Pour ses supérieurs, le sergent d'artillerie du Corps des Marines Thomas "Tom" Highway est spoiler: un non-conformiste, qui a plus d'expérience sur le champ de bataille que n'importe lequel des plus jeunes gradés, qui tentent de le commander sans le respect qui lui est dû .
Pour ses soldats, emmenés par un brillant Mario Van Peebles, il est spoiler: la figure paternelle dont ils avaient tant besoin afin d’apprendre le respect d'eux-mêmes et des autres .
Et pour son ex-femme (Marsha Mason), spoiler: devenue barmaid, c'est un dur au cœur tendre qui tente de reconquérir le cœur parfois dur d'une femme douce .
Tous les domaines de conception de ce film sont empreints de la touche de sensibilité qui caractérise les œuvres de Clint Eastwood ; qu’il s’agisse de chefs-d ’œuvres oscarisés ou simplement d’un excellent film sans prétention comme c’est le cas ici.
Un navet aha rien à dire.
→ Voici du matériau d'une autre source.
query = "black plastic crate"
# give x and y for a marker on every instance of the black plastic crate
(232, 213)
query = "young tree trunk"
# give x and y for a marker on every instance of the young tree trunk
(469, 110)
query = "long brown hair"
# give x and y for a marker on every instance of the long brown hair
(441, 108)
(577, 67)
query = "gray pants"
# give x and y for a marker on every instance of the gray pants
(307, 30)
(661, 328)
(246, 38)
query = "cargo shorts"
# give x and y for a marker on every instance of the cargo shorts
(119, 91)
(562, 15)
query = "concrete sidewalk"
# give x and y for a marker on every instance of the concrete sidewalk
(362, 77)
Tout les vieux stéréotypes sur le sergent et son ex ainsi que la rivalité avec son supérieur c'est hyper plat niveau scénaristique. Bon Clint est bourré de charisme ont peut pas lui enlever ça mais ça fait pas un bon film.
Une caricature du G.I. bloc de béton et cacahuète dans le cerveau qui est chargé de former de jeunes recrues. Le paquet est expédié dans l'île de Grenade pour liquider une équipe de "terroristes" en déliquescence avec le pouvoir local. N'ayez crainte, froidement et vite fait bien fait, l'affaire est conclue. Sans que l'instructeur n'esquisse le moindre sourire.